Bild: Schüttet ihren Schülern HIV-infiziertes Blut in die Milch: Lehrerin Mor…
Milch für alle, verkündet die Lehrerin vor ihrer Klasse. Mit der Kampagne
"Milchprodukte für Mittelschüler" will das japanische Bildungsministerium
das Bewusstsein für eine ausgewogene Ernährung stärken. Doch Jugendliche
interessieren sich nicht für Nährwerttabellen, diese Aufgabe ist der
Schulpädagogik vorbehalten. Entsprechend unaufmerksam reagieren die Schüler
auf die Lehrerin. Sie machen Lärm, schmeißen mit Papierkugeln und schreiben
unter dem Tisch Textnachrichten.
Ruhiger wird es in der Klasse erst, als Frau Moriguchi ihre Ansprache
fortsetzt. Sie erzählt von dem mysteriösen Unfalltod ihrer kleinen Tochter
und dem Vater, einem Lehrerkollegen, der sich mit HIV infiziert hatte. Da
horcht die Klasse erstmals auf, während Frau Moriguchi ungerührt
weiterspricht. Sie wisse, dass der Tod ihrer Tochter kein Unfall war, sie
kenne sogar die Mörder. Die beiden säßen hier im Klassenzimmer. A und B
nennt sie sie. A und B fühlten sich sicher, weil die Justiz Minderjährige
nicht belangen kann. Für sie, die Mutter, gelte das jedoch nicht.
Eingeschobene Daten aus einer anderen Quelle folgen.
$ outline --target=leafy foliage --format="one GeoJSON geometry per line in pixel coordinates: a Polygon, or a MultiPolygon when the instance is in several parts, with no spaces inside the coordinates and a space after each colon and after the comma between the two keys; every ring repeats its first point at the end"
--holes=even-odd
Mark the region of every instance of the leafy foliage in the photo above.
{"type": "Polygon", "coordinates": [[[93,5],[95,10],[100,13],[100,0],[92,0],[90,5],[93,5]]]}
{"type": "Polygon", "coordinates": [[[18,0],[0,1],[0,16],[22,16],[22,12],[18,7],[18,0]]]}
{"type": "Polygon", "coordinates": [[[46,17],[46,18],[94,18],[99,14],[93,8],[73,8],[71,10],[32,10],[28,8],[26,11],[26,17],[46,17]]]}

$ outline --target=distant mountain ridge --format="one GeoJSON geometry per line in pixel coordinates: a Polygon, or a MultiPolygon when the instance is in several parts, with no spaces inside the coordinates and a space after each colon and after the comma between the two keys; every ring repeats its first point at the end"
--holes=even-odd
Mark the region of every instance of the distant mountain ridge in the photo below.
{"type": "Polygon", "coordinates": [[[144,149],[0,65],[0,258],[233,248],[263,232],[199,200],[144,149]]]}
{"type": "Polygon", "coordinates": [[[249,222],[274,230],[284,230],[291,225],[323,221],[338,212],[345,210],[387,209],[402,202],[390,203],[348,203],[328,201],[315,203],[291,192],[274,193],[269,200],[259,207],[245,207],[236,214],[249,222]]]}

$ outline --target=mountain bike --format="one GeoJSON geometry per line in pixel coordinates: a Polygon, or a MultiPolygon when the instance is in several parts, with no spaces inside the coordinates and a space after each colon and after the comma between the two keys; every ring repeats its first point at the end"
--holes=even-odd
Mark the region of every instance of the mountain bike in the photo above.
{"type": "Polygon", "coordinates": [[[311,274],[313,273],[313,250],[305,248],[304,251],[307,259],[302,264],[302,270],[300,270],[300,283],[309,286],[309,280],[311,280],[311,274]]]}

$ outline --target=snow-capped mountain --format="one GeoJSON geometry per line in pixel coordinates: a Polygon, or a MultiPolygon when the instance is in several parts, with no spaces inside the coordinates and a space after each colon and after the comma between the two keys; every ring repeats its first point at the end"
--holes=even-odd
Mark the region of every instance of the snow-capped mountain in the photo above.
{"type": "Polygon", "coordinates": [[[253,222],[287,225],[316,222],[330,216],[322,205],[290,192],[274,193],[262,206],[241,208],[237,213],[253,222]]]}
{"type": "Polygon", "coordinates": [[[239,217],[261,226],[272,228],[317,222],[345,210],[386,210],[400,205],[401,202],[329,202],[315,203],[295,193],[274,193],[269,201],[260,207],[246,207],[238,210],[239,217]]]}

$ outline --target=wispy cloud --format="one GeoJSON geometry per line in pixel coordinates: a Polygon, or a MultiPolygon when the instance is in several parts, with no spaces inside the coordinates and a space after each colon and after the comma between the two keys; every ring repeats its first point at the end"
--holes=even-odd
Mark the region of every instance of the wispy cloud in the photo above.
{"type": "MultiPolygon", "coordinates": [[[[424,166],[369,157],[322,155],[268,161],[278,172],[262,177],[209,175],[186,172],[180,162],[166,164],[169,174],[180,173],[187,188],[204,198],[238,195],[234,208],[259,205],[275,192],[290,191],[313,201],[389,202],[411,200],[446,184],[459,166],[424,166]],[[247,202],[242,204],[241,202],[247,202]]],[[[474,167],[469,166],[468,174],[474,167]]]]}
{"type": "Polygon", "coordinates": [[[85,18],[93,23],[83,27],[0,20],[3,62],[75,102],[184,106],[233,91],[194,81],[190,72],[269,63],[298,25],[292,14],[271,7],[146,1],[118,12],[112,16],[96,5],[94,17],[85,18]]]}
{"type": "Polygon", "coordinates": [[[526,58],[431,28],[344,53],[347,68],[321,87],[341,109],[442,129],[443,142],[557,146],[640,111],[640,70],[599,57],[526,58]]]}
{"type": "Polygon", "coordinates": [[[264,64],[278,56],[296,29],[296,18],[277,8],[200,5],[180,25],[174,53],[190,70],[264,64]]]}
Mit diesem halbstündigen Monolog eröffnet Tetsuya Nakashima seinen Film
"Geständnisse" und schildert darin bereits auch die soziale Dynamik
zwischen den Jugendlichen. Je länger Frau Moriguchi mit ruhiger Stimme
spricht, desto weiter entfernen sich Sprech- und Bildebene des Films
voneinander. Die Montage besteht aus fluiden, elliptischen Bewegungen, sie
greifen der Geschichte der Lehrerin vor, springen zurück, schließen Lücken
in der Erzählung und schweifen mitunter ab, als suche der Regisseur in der
Poesie der Bilder einen Ausweg aus der Tragik der Ereignisse, auf die der
Film zusteuert.
Diese Bilder sind genauso kühl wie der Tonfall, in dem die Lehrerin ihren
Plan vorträgt: Es dominiert ein bläuliches Grau, teilweise in extremer
Zeitlupe gefilmt, die konkrete Gesten zu Formen auflöst. Wenn sich der
Regen dann Bahn bricht, erinnert Nakashimas Ästhetik ein wenig an
Werbefotografie der neunziger Jahre. Doch die distanzierte Kälte beschreibt
auch eine atmosphärische Störung. Auf dem Schulhof wird ein Junge bei Regen
von Schulkameraden verprügelt. Die soziale Ordnung ist erschüttert, lange
bevor Moriguchi ihren Racheplan preisgibt. Sie hat das HIV-infizierte Blut
des Kindesvaters in die Milch der beiden Täter gemischt - um sie den Wert
des menschlichen Lebens zu lehren.
"Geständnisse" ist ein perfider kleiner Horrorfilm über Flüssigkeiten und
Infektionsparanoia. So wie die Menschen mit der AIDS-Problematik umgehen,
könnte man allerdings meinen, Japan stecke noch tief in den achtziger
Jahren. Das Bild von Blut, das sich langsam in Milch auflöst, gehört zu den
wiederkehrenden Motiven des Films, wie eine hartnäckige Erinnerung, die
sich einfach nicht verdrängen lassen will. Nakashima spielt viel mit
solchen Erinnerungsbildern. Die angenehmen sind in warmen Farben gehalten,
wie alte Super-8-Aufnahmen; die weniger schönen drehen sich meist um Blut.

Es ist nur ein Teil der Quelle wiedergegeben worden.